Lexbase : Quels sont les principaux avantages du droit collaboratif par rapport à la médiation ?
Chantal Jamet-Elzière : La médiation et le droit collaboratif sont complémentaires et le second peut rarement se concevoir sans la première au regard des échanges que nous avons eus entre avocats et médiateurs. Il est rare qu'un litige se résolve grâce au seul processus collaboratif, la médiation y joue souvent son rôle. Dans les deux processus, l'accord est trouvé par les clients eux-mêmes.
Le droit collaboratif est un travail d'équipe entre l'avocat et son client ; l'avocat aidera son client à trouver l'accord qui surgira des négociations.

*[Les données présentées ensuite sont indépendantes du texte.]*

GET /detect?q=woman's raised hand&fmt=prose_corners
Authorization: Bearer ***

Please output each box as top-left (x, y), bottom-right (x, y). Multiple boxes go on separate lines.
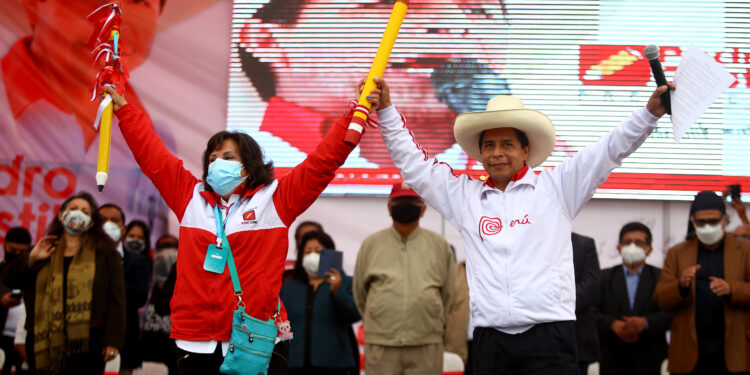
top-left (28, 235), bottom-right (57, 266)
top-left (355, 77), bottom-right (392, 111)
top-left (102, 86), bottom-right (128, 112)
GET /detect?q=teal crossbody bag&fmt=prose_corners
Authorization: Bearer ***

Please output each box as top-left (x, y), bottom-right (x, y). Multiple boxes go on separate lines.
top-left (212, 206), bottom-right (279, 375)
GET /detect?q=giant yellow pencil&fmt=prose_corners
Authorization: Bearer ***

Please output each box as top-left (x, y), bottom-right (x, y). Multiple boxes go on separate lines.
top-left (344, 0), bottom-right (409, 145)
top-left (89, 2), bottom-right (126, 192)
top-left (96, 95), bottom-right (113, 191)
top-left (94, 28), bottom-right (119, 192)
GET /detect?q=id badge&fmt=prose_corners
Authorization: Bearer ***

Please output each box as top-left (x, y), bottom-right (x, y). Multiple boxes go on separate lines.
top-left (203, 244), bottom-right (227, 274)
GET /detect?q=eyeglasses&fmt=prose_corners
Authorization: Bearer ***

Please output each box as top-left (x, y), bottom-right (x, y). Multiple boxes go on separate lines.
top-left (692, 218), bottom-right (723, 227)
top-left (620, 239), bottom-right (648, 247)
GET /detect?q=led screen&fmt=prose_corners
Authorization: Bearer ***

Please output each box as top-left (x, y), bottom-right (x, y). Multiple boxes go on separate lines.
top-left (228, 0), bottom-right (750, 199)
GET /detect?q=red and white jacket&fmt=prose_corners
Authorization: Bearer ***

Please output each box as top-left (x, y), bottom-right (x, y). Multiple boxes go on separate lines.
top-left (115, 102), bottom-right (359, 341)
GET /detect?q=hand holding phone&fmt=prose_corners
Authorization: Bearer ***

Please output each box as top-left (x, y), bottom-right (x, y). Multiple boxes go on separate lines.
top-left (1, 291), bottom-right (22, 308)
top-left (317, 249), bottom-right (343, 278)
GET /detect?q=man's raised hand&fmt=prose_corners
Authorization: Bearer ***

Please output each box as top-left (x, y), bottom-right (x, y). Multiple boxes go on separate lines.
top-left (356, 77), bottom-right (392, 112)
top-left (646, 83), bottom-right (676, 118)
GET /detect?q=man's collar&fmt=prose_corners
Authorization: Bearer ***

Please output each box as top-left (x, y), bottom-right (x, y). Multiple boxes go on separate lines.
top-left (698, 236), bottom-right (725, 252)
top-left (390, 225), bottom-right (422, 242)
top-left (484, 165), bottom-right (535, 190)
top-left (116, 241), bottom-right (124, 258)
top-left (622, 263), bottom-right (644, 277)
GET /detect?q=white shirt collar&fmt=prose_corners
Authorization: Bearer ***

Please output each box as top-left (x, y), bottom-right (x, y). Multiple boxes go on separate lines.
top-left (116, 241), bottom-right (124, 258)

Le médiateur doit rester neutre, impartial vis-à-vis des médieurs. Par le processus, il aide les médieurs à trouver eux-mêmes leur accord. Les qualités d'un médiateur sont outre son indépendance, sa tolérance et bien sûr l'exigence d'un casier judiciaire vierge. Comme en droit collaboratif, sont exigées une solide formation (150 à 250 heures de formation auprès d'organismes reconnus) et une expérience professionnelle de plusieurs années (pour notre centre "Alternative de médiateurs indépendants" (AMI), 8 ans minimum), outre une formation continue de 20 heures par an.
Ces processus valent par les personnes qui les utilisent. Seule une véritable formation faite de droit, de psychologie, d'études et mise en pratique des modèles, de partage d'expériences, le permet.

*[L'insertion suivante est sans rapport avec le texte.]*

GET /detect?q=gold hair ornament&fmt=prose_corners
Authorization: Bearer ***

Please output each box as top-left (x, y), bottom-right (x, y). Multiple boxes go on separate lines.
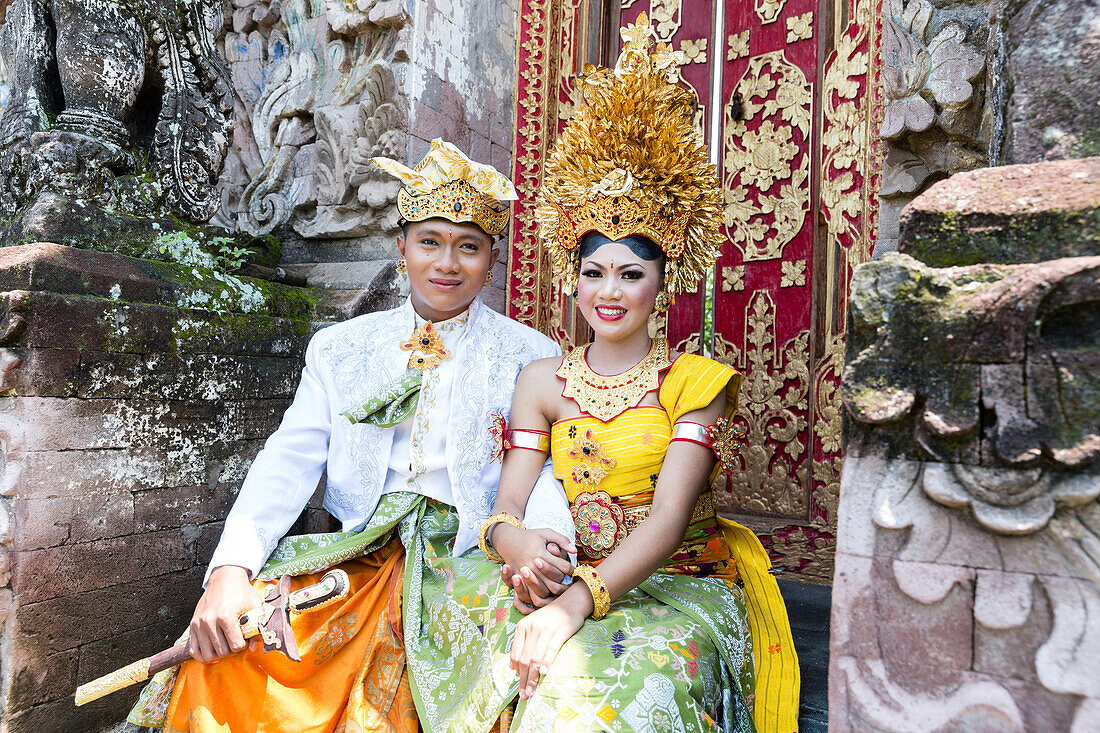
top-left (535, 13), bottom-right (724, 296)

Le droit collaboratif revêt une qualité essentielle qui peut malheureusement devenir un défaut : en cas d'échec du processus, les avocats doivent se départir du dossier. Certains avocats, désireux de garder leur client, pourraient s'entendre pour trouver un protocole "a minima" qui s'avérerait au final une source d'échec de l'"accord" car ce ne serait pas un accord trouvé par les parties. Ce n'est certes pas le cas des avocats spécifiquement formés et signataires de la charte du droit collaboratif.
Avec la médiation, les avocats ne courent pas ce risque puisqu'ils accompagnent leur clients (à tout le moins, au début du processus et lors de la finalisation, avec la rédaction de l'accord).

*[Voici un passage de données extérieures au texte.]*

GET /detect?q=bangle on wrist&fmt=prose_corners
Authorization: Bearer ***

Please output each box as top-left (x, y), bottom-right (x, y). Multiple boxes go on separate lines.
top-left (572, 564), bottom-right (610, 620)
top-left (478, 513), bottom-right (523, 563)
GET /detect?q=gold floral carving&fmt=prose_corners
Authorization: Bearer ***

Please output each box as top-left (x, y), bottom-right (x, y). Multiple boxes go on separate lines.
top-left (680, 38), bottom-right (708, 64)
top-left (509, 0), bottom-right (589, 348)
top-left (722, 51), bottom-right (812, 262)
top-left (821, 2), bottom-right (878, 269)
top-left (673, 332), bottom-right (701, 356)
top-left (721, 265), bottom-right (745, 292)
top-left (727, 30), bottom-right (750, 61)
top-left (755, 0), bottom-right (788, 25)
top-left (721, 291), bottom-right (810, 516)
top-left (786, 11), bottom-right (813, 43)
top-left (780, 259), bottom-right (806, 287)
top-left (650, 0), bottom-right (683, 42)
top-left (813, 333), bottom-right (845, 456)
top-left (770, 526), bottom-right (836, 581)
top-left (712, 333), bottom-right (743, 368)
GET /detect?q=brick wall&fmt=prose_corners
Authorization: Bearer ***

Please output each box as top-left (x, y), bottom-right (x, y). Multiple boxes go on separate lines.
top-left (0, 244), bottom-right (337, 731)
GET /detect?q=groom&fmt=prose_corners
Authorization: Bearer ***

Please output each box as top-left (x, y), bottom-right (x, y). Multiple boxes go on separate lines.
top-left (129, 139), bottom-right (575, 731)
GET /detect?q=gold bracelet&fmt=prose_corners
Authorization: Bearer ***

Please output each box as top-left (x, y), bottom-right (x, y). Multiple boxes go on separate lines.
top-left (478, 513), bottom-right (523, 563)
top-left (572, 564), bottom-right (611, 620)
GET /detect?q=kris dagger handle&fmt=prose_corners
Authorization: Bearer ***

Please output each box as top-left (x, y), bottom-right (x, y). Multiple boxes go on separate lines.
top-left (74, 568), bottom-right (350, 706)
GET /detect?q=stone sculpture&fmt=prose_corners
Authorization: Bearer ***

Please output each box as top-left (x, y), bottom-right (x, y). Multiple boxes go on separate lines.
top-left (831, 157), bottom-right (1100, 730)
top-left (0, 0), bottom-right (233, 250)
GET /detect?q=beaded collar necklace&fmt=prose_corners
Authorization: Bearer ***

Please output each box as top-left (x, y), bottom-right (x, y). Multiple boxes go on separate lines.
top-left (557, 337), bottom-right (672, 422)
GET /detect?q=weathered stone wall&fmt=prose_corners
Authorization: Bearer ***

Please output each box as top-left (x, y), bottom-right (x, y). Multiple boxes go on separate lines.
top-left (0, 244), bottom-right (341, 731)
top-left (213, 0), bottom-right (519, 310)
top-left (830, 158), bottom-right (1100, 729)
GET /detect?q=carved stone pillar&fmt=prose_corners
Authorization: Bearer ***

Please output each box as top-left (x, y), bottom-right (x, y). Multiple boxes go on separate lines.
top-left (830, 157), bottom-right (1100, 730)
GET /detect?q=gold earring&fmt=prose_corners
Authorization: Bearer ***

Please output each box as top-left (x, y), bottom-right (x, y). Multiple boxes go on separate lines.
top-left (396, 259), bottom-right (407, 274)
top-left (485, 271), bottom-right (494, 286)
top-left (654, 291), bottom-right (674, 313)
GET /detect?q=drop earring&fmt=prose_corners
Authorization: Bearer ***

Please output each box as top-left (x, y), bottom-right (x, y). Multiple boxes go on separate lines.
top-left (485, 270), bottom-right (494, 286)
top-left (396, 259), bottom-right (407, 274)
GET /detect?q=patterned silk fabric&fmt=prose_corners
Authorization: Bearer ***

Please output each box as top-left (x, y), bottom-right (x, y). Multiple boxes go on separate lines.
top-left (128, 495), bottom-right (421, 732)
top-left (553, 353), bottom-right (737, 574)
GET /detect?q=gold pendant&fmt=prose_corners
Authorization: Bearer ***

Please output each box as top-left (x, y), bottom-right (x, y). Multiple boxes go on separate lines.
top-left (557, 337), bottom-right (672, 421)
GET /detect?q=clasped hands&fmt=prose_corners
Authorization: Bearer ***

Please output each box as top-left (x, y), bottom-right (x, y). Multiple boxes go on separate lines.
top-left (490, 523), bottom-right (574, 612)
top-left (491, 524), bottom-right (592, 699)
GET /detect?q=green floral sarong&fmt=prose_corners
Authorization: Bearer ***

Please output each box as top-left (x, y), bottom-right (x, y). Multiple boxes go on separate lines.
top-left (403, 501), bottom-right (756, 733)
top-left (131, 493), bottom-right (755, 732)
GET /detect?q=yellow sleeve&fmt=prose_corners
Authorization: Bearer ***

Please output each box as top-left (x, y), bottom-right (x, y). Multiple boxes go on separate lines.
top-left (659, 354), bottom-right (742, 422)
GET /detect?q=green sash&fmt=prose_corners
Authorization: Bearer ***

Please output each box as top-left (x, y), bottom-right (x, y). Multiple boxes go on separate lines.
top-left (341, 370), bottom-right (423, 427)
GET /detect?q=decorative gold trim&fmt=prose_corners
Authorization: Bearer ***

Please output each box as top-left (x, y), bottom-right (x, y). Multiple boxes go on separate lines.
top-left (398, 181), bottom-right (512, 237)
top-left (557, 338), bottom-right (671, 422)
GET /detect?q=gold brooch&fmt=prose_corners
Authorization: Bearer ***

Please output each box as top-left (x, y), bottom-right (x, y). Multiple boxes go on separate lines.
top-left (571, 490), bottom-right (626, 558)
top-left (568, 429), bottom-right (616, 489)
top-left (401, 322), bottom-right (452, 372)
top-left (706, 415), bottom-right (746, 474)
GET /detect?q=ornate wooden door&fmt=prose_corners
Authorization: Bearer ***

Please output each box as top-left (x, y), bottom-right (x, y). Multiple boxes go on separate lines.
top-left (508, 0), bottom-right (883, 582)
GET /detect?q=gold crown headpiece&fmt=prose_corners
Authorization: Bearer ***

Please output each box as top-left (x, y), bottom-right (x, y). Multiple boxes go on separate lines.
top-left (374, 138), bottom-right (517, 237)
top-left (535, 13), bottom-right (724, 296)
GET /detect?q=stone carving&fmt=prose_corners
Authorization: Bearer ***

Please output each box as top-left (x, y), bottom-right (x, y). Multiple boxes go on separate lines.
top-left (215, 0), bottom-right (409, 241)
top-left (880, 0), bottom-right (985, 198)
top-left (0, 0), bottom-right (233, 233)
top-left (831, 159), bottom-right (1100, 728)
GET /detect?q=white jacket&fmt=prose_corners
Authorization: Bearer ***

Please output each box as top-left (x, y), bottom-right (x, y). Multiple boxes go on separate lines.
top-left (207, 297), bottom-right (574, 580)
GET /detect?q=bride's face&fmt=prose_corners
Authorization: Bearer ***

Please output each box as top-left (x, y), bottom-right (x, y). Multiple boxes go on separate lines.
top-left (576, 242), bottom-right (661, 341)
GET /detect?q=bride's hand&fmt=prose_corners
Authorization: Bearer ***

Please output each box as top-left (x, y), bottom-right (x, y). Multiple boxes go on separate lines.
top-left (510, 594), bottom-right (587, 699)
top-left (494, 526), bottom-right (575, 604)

Le médiateur est en effet le garant du processus et l'avocat est le garant du protocole d'accord.
Lexbase : Quelles sont les perspectives d'évolution de cet outil en France ?
Chantal Jamet-Elzière : Ces méthodes de résolution amiable des conflits sont l'avenir de la Justice, d'une justice plus soucieuse de l'être humain, pacificatrice et "ravaudeuse" du tissu social. Grâce à ces processus, nous pouvons aider à la pacification de conflits de tous ordres.
Ces modes de règlement des litiges et conflits deviendront incontournables comme plus rapides, moins onéreux et plus efficaces car les solutions trouvées sont par les parties elles-mêmes. Et ce même en France, car dans le monde en général, notamment, les Etats-Unis d'Amérique, l'Angleterre, l'Allemagne, l'Italie, la Suède, l'Australie, le Japon, etc., ces modes sont déjà largement utilisés (aux USA, sur 100 procès, seuls 10 % arrivent devant le juge).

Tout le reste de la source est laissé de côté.